California already had a number of laws on the books that restrict a person’s ability to possess a firearm based on their criminal record. Specifically, any felony or any act of domestic violence is enough to result in a loss of gun ownership rights. Now the legislature has added an additional crime to that list -any type of hate crime. Peter M. Liss has the details on how the new hate crimes and firearms restrictions work.

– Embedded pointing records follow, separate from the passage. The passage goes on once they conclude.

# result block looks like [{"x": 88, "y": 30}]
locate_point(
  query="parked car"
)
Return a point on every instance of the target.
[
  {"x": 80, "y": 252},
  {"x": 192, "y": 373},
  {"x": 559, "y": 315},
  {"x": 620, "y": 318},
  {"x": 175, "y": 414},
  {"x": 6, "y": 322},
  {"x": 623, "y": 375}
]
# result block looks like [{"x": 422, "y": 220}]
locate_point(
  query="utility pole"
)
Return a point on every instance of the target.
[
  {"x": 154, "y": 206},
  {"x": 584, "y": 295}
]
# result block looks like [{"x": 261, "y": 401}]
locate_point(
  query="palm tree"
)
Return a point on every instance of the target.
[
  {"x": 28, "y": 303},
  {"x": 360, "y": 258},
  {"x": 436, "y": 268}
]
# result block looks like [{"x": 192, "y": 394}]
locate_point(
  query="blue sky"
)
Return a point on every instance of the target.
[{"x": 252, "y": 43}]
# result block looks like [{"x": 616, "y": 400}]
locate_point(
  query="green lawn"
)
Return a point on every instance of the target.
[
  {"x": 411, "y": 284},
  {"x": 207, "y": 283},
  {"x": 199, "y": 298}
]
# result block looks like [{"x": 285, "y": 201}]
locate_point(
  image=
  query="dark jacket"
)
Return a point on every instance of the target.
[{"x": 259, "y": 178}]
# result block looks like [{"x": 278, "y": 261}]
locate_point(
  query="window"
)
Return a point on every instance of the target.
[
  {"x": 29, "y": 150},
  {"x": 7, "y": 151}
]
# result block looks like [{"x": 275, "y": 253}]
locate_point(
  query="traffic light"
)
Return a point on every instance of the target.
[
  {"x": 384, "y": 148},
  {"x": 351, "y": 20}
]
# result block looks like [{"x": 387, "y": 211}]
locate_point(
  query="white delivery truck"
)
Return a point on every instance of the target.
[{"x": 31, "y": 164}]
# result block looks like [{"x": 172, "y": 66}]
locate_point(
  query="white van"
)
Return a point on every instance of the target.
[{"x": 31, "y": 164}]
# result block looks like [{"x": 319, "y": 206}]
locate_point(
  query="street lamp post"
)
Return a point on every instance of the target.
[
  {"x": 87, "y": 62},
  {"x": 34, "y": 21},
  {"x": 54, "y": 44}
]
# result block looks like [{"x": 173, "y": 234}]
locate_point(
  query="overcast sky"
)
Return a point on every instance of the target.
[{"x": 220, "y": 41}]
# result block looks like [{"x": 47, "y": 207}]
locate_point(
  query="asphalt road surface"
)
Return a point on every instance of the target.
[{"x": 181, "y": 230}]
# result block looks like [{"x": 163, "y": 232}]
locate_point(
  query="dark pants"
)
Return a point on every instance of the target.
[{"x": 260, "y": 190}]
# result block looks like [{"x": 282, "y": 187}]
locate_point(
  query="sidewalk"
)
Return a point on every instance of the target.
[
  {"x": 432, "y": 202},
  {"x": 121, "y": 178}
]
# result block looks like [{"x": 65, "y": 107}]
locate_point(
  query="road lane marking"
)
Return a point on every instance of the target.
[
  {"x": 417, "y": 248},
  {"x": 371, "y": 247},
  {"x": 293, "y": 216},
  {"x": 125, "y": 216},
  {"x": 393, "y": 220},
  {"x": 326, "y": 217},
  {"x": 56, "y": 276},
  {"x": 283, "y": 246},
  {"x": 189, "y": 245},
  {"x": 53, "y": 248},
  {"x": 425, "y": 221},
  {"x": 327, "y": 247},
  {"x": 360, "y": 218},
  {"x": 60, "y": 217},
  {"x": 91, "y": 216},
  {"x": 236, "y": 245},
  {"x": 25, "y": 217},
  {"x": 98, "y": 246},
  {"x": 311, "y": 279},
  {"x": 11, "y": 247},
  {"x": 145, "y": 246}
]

Hate Crimes & Your Right to Possess Guns
Before now, getting a felony, a domestic violence or certain weapon-related convictions could result in a person’s losing their right to possess a firearm for ten years. As of January 1, 2018, now a hate crime conviction will also result in the same penalty, as well as interfering with another person’s civil rights (such as stopping someone from voting) or damaging property based on the victim’s perceived race, religion, national origin, disability, gender, or sexual orientation. A hate crime can be charged as a misdemeanor on its own or as an enhancement to any felony committed because of hatred, meaning a lawyer could sidestep the gun ban with a plea bargain that results in the hate crime charge being dropped from a set of charges.
Don’t Ignore Firearm Bans
This weapons ban isn’t something to be ignored either, as a violation of the restriction is a felony and will also result in a lifetime ban on firearm ownership. Obviously, if you care about your second amendment rights and are accused of a hate crime, it is critical you speak with a attorney as soon as possible. Speaking to the police without an attorney present could provide them with evidence of your guilt, even if you’re trying to defend yourself against their accusations.